Ari VanderWalde, MD, MPH
Researchers have discovered that the combination of the CTLA-4 inhibitor ipilimumab and the PD-1 inhibitor nivolumab may be an effective second-line therapy in patients with PD-1 blockade–refractory metastatic melanoma, according to a recent study conducted by the SWOG Cancer Research Network and published by Ari VanderWalde, MD, MPH, an investigator with West Cancer Center and Research Institute in Germantown, Tennessee, and first author of the study and SWOG Study Chair, in Nature Medicine.1 These findings demonstrated the combination therapy may extend progression-free survival and may help patients overcome resistance to prior immunotherapies.
Study Methods and Results
In this multicenter clinical trial, the researchers enrolled 91 patients with refractory metastatic melanoma who had already been treated with a PD-1 inhibitor and had not received a CTLA-4 inhibitor. The researchers randomly assigned 68 patients to receive ipilimumab and nivolumab and 23 patients to receive ipilimumab alone. They then measured progression-free survival as the main endpoint and examined other factors such as the immune cells’ infiltration of the tumors, the cancer’s response to treatment, and any side effects the patients exhibited.

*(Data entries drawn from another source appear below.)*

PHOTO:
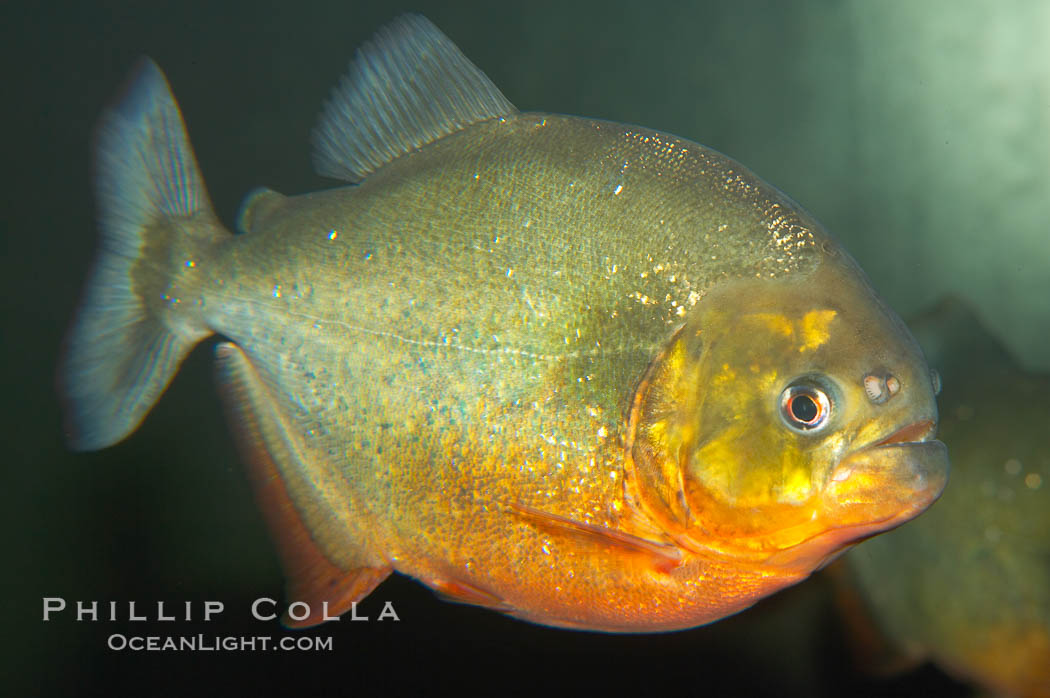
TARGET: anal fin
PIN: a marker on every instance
(461, 592)
(327, 588)
(663, 556)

The researchers found that patients treated with the combination of ipilimumab and nivolumab demonstrated a 37% improvement in progression-free survival compared with those who received ipilimumab alone. Further, patients who received the combination of drugs experienced an overall response rate of 28% vs 9% among those who received ipilimumab monotherapy. The investigators found the side effects were similar to previous reports on this drug combination. The most frequent severe adverse event was diarrhea, and it occurred at the same rate in both groups.
“We found approximately one-third of the patients receiving the immunotherapy combination had improved outcomes,” said senior study author Antoni Ribas, MD, Professor of Medicine at the David Geffen School of Medicine and Director of the Tumor Immunology Program at the University of California, Los Angeles Jonsson Comprehensive Cancer Center. In a UCLA Health press release, Dr. Ribas concluded: “Sequencing immunotherapy treatments as was tested in this study is the next step forward in our efforts to better tailor the treatment options while limiting exposure to side effects. Patients with advanced melanoma can get an anti–PD-1 treatment upfront and only add the anti–CTLA-4 ipilimumab if they do not respond, so only the patients [who] need the combination are exposed to the increased toxicities.”
DISCLOSURE: The study was funded by grants from SWOG, National Institutes of Health, and the National Cancer Institute. For full disclosures of the study authors, visit nature.com.
1. VanderWalde A, Bellasea SL, Kendra KL, et al: Ipilimumab with or without nivolumab in PD-1 or PD-L1 blockade refractory metastatic melanoma: A randomized phase 2 trial. Nat Med. August 17, 2023 (early release online).